Isso... de com falinhas mansas estar a chamar-nos malucos é que eu não admito a ninguém!... Sempre me desenrasquei na vida, sempre soube como viver através do trabalho e da minha habilidade e não precisei de muita escola! Tenho ganhado dinheiro para sustentar a família, não roubo nada a ninguém, sou honrado e trabalhador, por isso não sou nenhum burro, sei pensar e sei fazer as coisas; os burros é que não sabem!... Sim, esses é que não sabem, não sabem pensar, nem sabem fazer nada por eles mesmos, é preciso carregá-los e guiá-los pelo caminho para nos ajudarem! Mas infelizmente não são só as alimárias que não sabem pensar, coitadinhas!.. Há por aí tanto burro em forma de gente que que só sabem dizer mal dos outros, e eu nem para bestas de carga os queria.
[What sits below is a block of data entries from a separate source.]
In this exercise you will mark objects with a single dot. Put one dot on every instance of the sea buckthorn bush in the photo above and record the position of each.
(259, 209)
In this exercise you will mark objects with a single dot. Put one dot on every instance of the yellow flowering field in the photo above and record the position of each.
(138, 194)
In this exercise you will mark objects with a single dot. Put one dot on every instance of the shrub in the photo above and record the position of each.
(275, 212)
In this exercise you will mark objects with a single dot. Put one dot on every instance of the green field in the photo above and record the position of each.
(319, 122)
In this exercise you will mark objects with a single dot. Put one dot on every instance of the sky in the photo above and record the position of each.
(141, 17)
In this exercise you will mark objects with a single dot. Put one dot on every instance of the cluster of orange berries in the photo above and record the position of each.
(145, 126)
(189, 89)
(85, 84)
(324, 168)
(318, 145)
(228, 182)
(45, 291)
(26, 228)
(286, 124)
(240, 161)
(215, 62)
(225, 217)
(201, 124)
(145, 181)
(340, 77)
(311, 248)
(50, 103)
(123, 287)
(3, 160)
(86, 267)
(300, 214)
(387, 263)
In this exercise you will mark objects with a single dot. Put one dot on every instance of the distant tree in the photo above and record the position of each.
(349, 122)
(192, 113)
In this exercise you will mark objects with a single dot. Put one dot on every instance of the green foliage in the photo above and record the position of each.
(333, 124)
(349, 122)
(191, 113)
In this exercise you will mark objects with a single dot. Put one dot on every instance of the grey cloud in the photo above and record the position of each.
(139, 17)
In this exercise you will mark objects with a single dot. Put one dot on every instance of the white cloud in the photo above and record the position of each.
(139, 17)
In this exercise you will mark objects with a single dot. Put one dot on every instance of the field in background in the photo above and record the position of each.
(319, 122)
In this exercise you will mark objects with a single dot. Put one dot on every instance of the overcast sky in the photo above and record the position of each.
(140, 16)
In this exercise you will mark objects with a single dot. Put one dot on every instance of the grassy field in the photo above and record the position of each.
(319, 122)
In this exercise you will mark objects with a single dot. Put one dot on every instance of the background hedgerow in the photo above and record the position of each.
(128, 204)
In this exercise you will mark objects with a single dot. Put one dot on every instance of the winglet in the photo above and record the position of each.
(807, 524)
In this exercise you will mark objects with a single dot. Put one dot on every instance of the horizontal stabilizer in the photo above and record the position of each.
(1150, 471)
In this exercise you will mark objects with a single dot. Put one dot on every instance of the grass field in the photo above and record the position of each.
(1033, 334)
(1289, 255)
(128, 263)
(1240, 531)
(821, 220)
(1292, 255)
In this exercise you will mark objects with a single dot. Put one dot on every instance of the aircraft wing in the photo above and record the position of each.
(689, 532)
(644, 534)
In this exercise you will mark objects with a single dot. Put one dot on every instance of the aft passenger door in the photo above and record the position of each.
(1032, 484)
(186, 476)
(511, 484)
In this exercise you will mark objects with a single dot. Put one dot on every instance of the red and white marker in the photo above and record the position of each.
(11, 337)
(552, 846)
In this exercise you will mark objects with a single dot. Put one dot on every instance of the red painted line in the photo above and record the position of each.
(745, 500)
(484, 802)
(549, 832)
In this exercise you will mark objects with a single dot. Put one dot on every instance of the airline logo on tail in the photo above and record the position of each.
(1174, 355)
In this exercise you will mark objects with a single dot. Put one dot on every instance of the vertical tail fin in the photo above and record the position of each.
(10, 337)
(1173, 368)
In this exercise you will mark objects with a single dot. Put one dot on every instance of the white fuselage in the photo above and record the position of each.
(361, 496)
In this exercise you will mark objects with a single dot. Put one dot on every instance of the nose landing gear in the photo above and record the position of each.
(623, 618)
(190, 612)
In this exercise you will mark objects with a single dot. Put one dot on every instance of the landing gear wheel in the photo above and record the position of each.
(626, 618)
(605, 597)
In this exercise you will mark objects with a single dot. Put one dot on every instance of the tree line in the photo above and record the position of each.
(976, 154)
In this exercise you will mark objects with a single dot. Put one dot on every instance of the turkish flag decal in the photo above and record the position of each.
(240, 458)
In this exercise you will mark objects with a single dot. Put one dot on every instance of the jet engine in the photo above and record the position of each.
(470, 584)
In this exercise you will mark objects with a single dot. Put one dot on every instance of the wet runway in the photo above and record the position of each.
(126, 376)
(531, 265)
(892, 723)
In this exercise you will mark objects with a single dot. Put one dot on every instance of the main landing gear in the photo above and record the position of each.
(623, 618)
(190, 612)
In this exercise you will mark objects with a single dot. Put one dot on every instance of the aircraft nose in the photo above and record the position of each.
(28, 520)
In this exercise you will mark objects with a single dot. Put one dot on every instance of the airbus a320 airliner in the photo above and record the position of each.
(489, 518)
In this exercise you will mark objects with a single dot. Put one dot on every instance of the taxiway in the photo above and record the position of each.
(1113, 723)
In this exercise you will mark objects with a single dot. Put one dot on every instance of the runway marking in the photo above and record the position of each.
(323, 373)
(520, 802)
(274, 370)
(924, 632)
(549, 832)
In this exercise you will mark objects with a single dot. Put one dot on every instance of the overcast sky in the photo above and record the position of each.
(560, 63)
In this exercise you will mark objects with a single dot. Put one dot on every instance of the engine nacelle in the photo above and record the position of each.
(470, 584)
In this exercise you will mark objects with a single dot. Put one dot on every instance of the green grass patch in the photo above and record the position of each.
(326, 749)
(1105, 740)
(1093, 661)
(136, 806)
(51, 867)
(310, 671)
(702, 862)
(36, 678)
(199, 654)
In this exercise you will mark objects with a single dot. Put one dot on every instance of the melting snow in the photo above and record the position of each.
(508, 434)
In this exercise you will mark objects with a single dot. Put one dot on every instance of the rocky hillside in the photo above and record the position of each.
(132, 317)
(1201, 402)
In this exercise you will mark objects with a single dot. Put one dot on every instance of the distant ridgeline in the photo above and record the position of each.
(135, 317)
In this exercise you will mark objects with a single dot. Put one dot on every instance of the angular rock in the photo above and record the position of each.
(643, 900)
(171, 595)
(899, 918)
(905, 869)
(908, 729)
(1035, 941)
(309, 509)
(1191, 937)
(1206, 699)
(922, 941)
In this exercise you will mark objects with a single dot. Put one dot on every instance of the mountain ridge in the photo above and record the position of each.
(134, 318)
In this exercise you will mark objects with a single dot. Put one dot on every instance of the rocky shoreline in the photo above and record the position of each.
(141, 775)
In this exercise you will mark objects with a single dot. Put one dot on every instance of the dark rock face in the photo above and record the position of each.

Para apanhar o fio da meada, interrogara sem hesitar:

- Que está para aí a dizer, amigo Pedro?! Que bicho é que lhe mordeu, para estar assim tão zangado?!

- Deixe-me cá... amigo João: quando a gente ouve da boca de alguns palermas certas afirmações de malcriadez, até fica com suores frios e a falar sozinhos...

Num instante, seguira-se um arrazoado de lamentações que, sem esperar mais perguntas e já um pouco mais calmo, o homem começara a contar o que lhe acontecera:

- Oh, amigo João, não é que hoje, nas primeiras horas da manhã, resolvi passar pela casa do povo para saber novidades da Previdência. Entretanto, ao chegar às proximidades da porta da entrada, reparei que estavam juntos vários amigos que eu já não via há algum tempo, estando com eles uns cavalheiros que eu não conhecia. Parei e saudei-os com um cumprimento de mão bem apertada; pois eu sempre me soube dar ao respeito, pensando sempre que, onde estiver um amigo, também nos merece consideração e respeito quem estiver com ele.

Mas fique já a saber, amigo João, que embora seja com mágoa o que eu lhe digo, que antes eu tivesse sido malcriado e não tivesse parado nem cumprimentado ninguém; pois não me tinha incomodado ao ouvir certas palermices de cavalheiros que não sabem comportar-se nem ter respeito por ninguém.

Inquieto, tentara apanhar o fio da meada e interrogara sem hesitar:

- Mas, o que foi que esses cavalheiros disseram, que foi assim tão grave!?

- Eu explico melhor:

Um desses cavalheiros que falava com os meus amigos, cuja relação de amizade eu nem cheguei a descobrir, dizia ter aprendido muito na escola, principalmente quando estudara na Universidade.

Porém, a certa altura da conversa, começou a dizer que a maior parte das pessoas era ignorante e que na nossa aldeia também não havia ninguém que soubesse pensar.

Quando ouvi esta blasfémia, para não ficar como os meus amigos em silêncio e dar azo ao dito de que "quem cala consente", intervim imediatamente:

- Ora, ora... eu não sei a quem é que o cavalheiro quer chegar com esse tipo de conversa! Mas essa de dizer que na nossa aldeia são todos uns ignorantes e ninguém sabe pensar, é que eu não lhe admito, e se os meus amigos não se importam da desonra com as palavras, isso é lá com eles, mas comigo, isso é que não!..

E sabe, meu amigo Pedro, que aquele cavalheiro, não se sentindo completamente satisfeito com a ofensa que já tinha feito a todos nós, voltou-se diretamente para mim e de rajada, vociferou:

- Mas você acha que sabe pensar? Você nem sequer sabe correr, quanto mais pensar!...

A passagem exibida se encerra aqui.